The Severed Head

By Cameron G. Acosta

While walking my dog this morning I came across a severed head just lying there in the street.  A sight of this nature would usually be considered gruesome, even horrifying.  And in some way it was.  But since this was merely a Barbie head which had been given a haphazard hair cut followed by decapitation from its voluptuous body, my thoughts went immediately to the two young boys who lived in the house just up the hill.  I looked up and imagined the boys ripping the head off their sister’s Barbie doll, chopping its hair and tossing it down the hill to roll into the street.

The sister wouldn't have done it.  We girls would rather leave the body in tact so we can dress it and redress it.  We know that Barbie needs her body attached to her head so she can press it against Ken when she kisses him.  We keep her hair long so we can comb it and style it because Barbie heads are covered in hair follicles, very stylable, not like the cheap imitation dolls that come with a pony tail.  Then when you remove the rubber band and the hair relaxes, you find that the follicles are positioned in a ring at the hairline and the entire middle of the head is bald, sometimes spray painted the same color as the hair to fool the buyer into believing that the doll has a whole head of hair.  Definitely unstylable, unless you want your Barbie’s head to look like a mango wearing a hula shirt.

For a moment I wanted to pick up the head and tell it I was sorry it had to go through that kind of abuse.  I wanted to take it home and wrap it in some sparkly paper and give it a burial ceremony.  I wanted to tell it to not give up on mankind because we weren't all doll abusers.

But on second thought there was that time when I was around four years old that I did unspeakable things to my doll Barbara, who coincidentally had the full name for which Barbie was a nick name.  But back then Mattel Toys hadn't invented the Barbie Doll yet and even if they had, my Barbara wasn't a long-legged, full-breasted adult doll with permanent make-up.  She was a baby doll about the size of a real baby and I didn't name her some cute name you’d give to an air-headed glamour girl because Barbara wasn't glamorous and I hated it when my mother called her Zsa Zsa.

Back then Zsa Zsa Gabore was a glamorous movie star and when I walked into the room holding Barbara in my arms to watch my mother ironing clothes, she would ask me how Zsa Zsa was doing and I’d become indignant and say, “Her name is Barbara,” at which point my mother would smile and continue ironing.  I didn't want Barbara to be a glamorous woman like Zsa Zsa because Barbara was my baby, or so I thought when I cut off all her hair.  My intentions in cutting her hair weren't maniacal because at that age I believed her hair would grow back.  I must have just wanted to give her a summer bob, you know, because of the heat in Bakersfield and all.  But of course her hair didn't grow back.  So I stopped believing that my dolls were real long before I stopped believing in Santa Clause.
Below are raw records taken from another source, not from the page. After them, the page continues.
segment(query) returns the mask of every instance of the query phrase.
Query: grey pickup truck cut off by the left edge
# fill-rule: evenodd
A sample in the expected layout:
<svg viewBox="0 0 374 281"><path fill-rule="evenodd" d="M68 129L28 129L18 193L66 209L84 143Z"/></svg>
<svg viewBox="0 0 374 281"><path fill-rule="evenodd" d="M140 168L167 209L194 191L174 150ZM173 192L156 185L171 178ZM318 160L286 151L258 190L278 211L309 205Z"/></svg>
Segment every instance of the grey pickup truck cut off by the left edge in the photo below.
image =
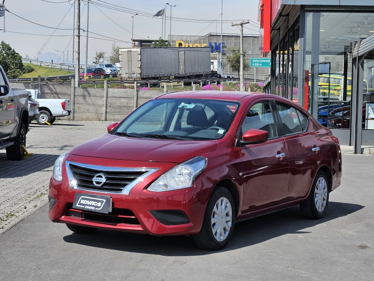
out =
<svg viewBox="0 0 374 281"><path fill-rule="evenodd" d="M0 66L0 149L9 160L23 159L29 129L29 99L26 90L12 89Z"/></svg>

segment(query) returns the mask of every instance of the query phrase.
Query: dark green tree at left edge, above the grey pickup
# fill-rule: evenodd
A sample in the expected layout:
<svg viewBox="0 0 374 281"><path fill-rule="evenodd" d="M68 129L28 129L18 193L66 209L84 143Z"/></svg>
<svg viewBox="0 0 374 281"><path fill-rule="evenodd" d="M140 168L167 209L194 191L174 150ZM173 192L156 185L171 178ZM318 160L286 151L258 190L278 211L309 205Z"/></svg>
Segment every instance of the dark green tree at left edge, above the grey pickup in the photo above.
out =
<svg viewBox="0 0 374 281"><path fill-rule="evenodd" d="M25 70L21 55L4 41L0 43L0 65L8 78L18 78Z"/></svg>

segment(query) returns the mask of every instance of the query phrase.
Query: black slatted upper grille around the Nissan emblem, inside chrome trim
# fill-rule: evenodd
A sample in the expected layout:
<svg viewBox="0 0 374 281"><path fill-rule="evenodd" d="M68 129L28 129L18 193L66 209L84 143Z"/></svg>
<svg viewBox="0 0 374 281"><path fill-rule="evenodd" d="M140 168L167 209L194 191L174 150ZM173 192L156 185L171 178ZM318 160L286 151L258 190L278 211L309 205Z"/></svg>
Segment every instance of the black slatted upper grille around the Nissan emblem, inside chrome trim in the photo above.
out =
<svg viewBox="0 0 374 281"><path fill-rule="evenodd" d="M74 176L77 188L121 193L129 183L136 180L138 177L143 176L149 171L100 171L87 167L69 164L70 171ZM106 181L101 186L94 185L94 176L102 174L105 176Z"/></svg>

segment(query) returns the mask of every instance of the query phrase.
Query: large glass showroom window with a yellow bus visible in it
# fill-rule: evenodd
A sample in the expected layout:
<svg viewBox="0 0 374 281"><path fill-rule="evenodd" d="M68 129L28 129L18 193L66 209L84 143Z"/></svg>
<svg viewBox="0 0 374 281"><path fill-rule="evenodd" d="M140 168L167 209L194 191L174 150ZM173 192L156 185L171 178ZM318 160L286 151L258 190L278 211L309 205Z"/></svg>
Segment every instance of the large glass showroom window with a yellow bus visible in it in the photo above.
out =
<svg viewBox="0 0 374 281"><path fill-rule="evenodd" d="M350 127L352 41L373 35L373 13L310 12L305 15L305 82L308 109L325 127ZM371 90L370 62L363 93Z"/></svg>

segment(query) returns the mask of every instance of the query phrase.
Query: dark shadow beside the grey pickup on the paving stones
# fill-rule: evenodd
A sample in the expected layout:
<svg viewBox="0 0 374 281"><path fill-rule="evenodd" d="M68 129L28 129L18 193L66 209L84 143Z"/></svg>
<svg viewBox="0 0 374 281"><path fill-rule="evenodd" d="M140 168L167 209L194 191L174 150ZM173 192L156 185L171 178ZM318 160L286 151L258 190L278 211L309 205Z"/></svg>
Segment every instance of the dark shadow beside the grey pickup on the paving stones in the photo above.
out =
<svg viewBox="0 0 374 281"><path fill-rule="evenodd" d="M68 149L62 151L61 154L66 151ZM34 153L34 155L24 158L21 161L10 161L6 158L6 153L0 153L0 178L16 178L31 175L39 171L49 173L52 176L52 166L59 156L56 154Z"/></svg>

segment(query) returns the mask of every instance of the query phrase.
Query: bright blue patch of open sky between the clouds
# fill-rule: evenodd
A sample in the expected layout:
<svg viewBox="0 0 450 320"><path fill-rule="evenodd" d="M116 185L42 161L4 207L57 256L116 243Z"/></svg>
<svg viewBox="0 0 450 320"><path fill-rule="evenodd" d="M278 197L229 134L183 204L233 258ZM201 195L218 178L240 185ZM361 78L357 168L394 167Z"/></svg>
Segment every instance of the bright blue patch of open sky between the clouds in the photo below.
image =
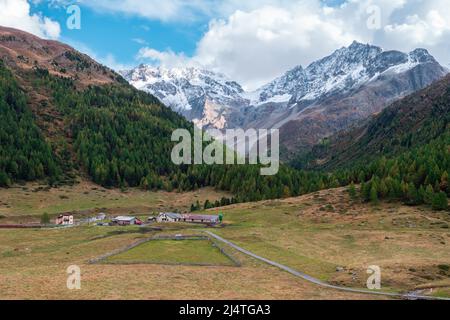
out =
<svg viewBox="0 0 450 320"><path fill-rule="evenodd" d="M65 6L49 6L44 1L33 5L32 13L41 13L59 22L60 41L95 54L102 60L112 56L119 66L135 65L138 62L136 55L143 46L161 51L170 48L192 55L208 25L208 20L203 19L183 23L162 22L135 15L102 13L83 5L80 7L80 30L67 28L66 20L69 15Z"/></svg>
Shortly after cutting Barbara’s hair down to sand paper nubs (and the nubs covered her entire head because she wasn't a cheap doll with a hair ring) I was fascinated by a ball point pen and wildly scribbled on the bottom of her feet.  Don’t ask me why I did it because I don’t know.  But I remember that over time the ink traveled up her legs like blood poisoning and left her with a look of varicose veins.  And by the time I outgrew her she looked like an old woman with a man’s haircut (as so many old women do), and legs that begged for amputation.

We must have given her away because throwing her into a trash would have been devastating for me.  Some poor child probably got her and had to pretend she was taking care of a perpetual hospital patient.  She may have wrapped a scarf around Barbara’s head and said that she had just come from her umpteenth chemotherapy treatment, or put casts on her legs to pretend she was recovering from a car accident.

Or maybe someone in my immediate family did toss her away and an out-of-work screenwriter picked through a garbage can and found her and gleaned inspiration for his next horror movie because he saw the hair nubs and the veined legs and those old fashioned doll eyes that opened when you sat her up and closed when you laid her down.  And her eyes were so clear and bright blue that for a moment the writer would feel his breath catch in his throat at the thought of how alive she looked.  And he would take her home and prop her on a shelf across from his typewriter, because of course he didn't have a computer back then, and he would type away.  Her aura would be so strong he would be compelled to name her Barbara.  And he would consider shortening it to Barbie, which he would immediately reject since that name is too cute for an evil doll.  Then he’d think again and realize how horrifying it would be to create a doll with such a cute name who murdered people.  And he would write the script that would give him that Ferrari he always wanted.

But I can’t think of Barbara that way, not as one of those horror movie dolls.  She was my experimental baby for a short time and I learned that mommies are not supposed to buzz their baby daughter’s hair or draw on the bottom of their feet with blue ink.  So in some ways, having Barbara taught me to be a good mother.